Dix ans après sa création à Salzbourg, puis Milan en 2016, la production du Chevalier à la rose de Richard Strauss imaginée par Harry Kupfer triomphe au Teatro alla Scala de Milan : un plateau vocal d’un luxe inouï accompagne les débuts très attendus du chef russe Kirill Petrenko, comme un poisson dans l’eau dans ce répertoire. Un succès accueilli par un public évidemment dithyrambique, qui invite à utiliser tous les superlatifs.

On a beau avoir parcouru de nombreux théâtres dans le monde entier, pénétrer pour la première fois à la Scala reste un moment inoubliable, comme un pèlerinage enfin accompli. Ce ne sont pas tant les proportions monumentales des six rangées de loge en hauteur qui impressionnent durablement, mais bien l’impression de faire partie d’un chaudron en ébullition, prêt à accueillir les chanteurs d’une bronca sans précédent. Il faut dire que la salle de 2000 places affiche complet pour la reprise attendue du Chevalier à la rose (1911) de Richard Strauss, dans une production intemporelle de Harry Kupfer. Disparu voilà déjà cinq ans, le metteur en scène allemand place d’emblée les interprètes dans un écrin visuel superbe, entre plateau épuré constitué de quelques éléments de décors revisités à vue, le tout admirablement distancié par d’immenses photos en arrière-scène de la Vienne début de siècle, où se situe l’action. Les éclairages très crus baignent le plateau d’une élégance froide qui impose la concentration sur le texte, tandis que la direction d’acteurs impressionne par la finesse de la gestuelle et des regards, adaptée à chaque caractère et toujours en lien avec la moindre inflexion musicale. Le seul motif d’agacement revient au plateau tournant, dont le mécanisme légèrement bruyant et pourtant utilisé avec parcimonie, se fait entendre.

On retrouve les deux interprètes principaux entendus à Salzbourg voilà dix ans, dont l’art interprétatif reste au firmament : ainsi de Krassimira Stoyanova (La Maréchale), dont l’élégance sans ostentation donne une vérité théâtrale touchante à son rôle, ne lassant d’impressionner par ses moyens intacts, entre souplesse d’émission sur toute la tessiture et ligne de chant toujours nuancée.
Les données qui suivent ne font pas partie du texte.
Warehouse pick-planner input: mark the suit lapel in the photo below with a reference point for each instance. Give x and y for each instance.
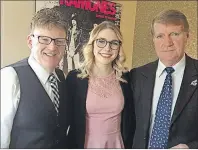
(187, 89)
(147, 94)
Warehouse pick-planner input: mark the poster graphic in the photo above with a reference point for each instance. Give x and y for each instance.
(82, 16)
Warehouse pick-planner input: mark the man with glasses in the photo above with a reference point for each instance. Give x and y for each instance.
(32, 89)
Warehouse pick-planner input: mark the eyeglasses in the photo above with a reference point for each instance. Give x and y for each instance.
(114, 44)
(47, 40)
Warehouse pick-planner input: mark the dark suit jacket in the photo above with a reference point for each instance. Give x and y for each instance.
(184, 123)
(77, 93)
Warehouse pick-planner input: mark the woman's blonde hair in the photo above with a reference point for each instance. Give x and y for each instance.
(117, 64)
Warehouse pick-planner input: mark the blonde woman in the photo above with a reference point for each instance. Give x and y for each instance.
(102, 106)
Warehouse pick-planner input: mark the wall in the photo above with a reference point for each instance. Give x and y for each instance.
(15, 20)
(135, 26)
(145, 11)
(16, 16)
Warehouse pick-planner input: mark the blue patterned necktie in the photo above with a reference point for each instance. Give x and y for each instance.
(54, 85)
(160, 131)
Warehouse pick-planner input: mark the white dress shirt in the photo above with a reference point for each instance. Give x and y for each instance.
(177, 77)
(10, 96)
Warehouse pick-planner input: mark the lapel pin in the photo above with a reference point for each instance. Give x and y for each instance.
(194, 83)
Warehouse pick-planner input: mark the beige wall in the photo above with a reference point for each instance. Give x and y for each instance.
(127, 27)
(135, 26)
(16, 16)
(142, 44)
(15, 19)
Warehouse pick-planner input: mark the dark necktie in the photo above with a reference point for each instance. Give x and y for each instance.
(160, 131)
(54, 85)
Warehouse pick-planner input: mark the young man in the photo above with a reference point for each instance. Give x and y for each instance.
(31, 89)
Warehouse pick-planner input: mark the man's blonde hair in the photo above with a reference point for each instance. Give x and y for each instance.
(47, 18)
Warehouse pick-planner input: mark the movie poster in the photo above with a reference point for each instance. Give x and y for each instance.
(82, 16)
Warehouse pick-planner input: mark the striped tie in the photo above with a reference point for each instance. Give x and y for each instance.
(160, 132)
(54, 85)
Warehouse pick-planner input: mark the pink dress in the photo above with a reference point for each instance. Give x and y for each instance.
(104, 104)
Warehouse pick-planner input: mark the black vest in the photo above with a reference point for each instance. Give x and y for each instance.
(35, 124)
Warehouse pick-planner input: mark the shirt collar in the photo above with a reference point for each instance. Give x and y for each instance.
(41, 73)
(179, 66)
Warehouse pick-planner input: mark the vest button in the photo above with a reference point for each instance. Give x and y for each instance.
(57, 141)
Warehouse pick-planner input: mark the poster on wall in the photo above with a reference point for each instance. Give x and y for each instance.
(82, 16)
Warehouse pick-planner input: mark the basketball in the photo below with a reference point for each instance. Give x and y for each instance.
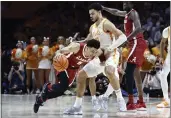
(60, 63)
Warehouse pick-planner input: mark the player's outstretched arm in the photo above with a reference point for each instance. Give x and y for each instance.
(136, 20)
(115, 12)
(89, 37)
(119, 35)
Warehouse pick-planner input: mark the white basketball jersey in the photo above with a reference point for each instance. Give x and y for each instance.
(98, 33)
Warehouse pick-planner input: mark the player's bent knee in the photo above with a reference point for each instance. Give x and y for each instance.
(81, 76)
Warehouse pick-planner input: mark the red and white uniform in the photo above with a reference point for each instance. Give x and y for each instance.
(94, 67)
(75, 61)
(137, 45)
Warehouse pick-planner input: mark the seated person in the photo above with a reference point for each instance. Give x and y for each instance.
(16, 79)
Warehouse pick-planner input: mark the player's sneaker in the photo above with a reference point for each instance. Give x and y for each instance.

Son monologue crépusculaire qui conclut le I est bien évidemment l’un des moments les plus émouvants de la soirée, qui justifierait à lui seul sa présence à la Scala. Que dire, aussi, de son comparse Günther Groissböck (Ochs), dont Stoyanova accompagne la balourdise de son œil tantôt réprobateur, tantôt attendri ? La basse autrichienne ne force jamais le trait du comique, en lorgnant davantage vers un rustre impétueux et bon enfant. Le timbre a certes perdu de sa splendeur, mais l’interprète reste toujours de grande classe, à l’instar d’une Kate Lindsey magnifique de ferveur en Octavian. La chanteuse américaine est certainement l’une des grandes révélations de la soirée, autant par son engagement que sa fraîcheur vocale. On aime aussi le chant raffiné et aérien de Sabine Devieilhe (Sophie), dont l’aigu divin compense un léger manque de puissance dans le médium. Tous les seconds rôles se montrent à un niveau exceptionnel, à l’instar de l’impayable Michael Kraus (Faninal), en barbon finalement attendri par la sincérité de sa fille. Bastian-Thomas Kohl (le Commissaire de police) complète le tableau par son émission bien projetée, au caractère affirmé.

On ne saurait imaginer une soirée réussie du Chevalier à la rose sans un chef à la hauteur de l’événement, tant l’orchestre de Strauss constitue un personnage à part entière, tout au long de l’ouvrage : c’est peu dire que Kirill Petrenko réussit ses débuts à la Scala, en montrant dès l’ouverture toute son affinité avec ce répertoire qu’il connaît dans chaque recoin, après son mandat de directeur musical à l’Opéra de Munich (2013-2019). On doit à Dominique Meyer, actuel directeur de la Scala, de l’avoir accueilli ici, ce qui n’est pas la moindre de ses réussites. Autant l’allègement de la pâte orchestrale que l’irisation des couleurs sans vibrato, exacerbés par les contrastes de tempi parfois dantesques, font de cette direction une référence de haut vol, que l’on n’est pas près d’oublier.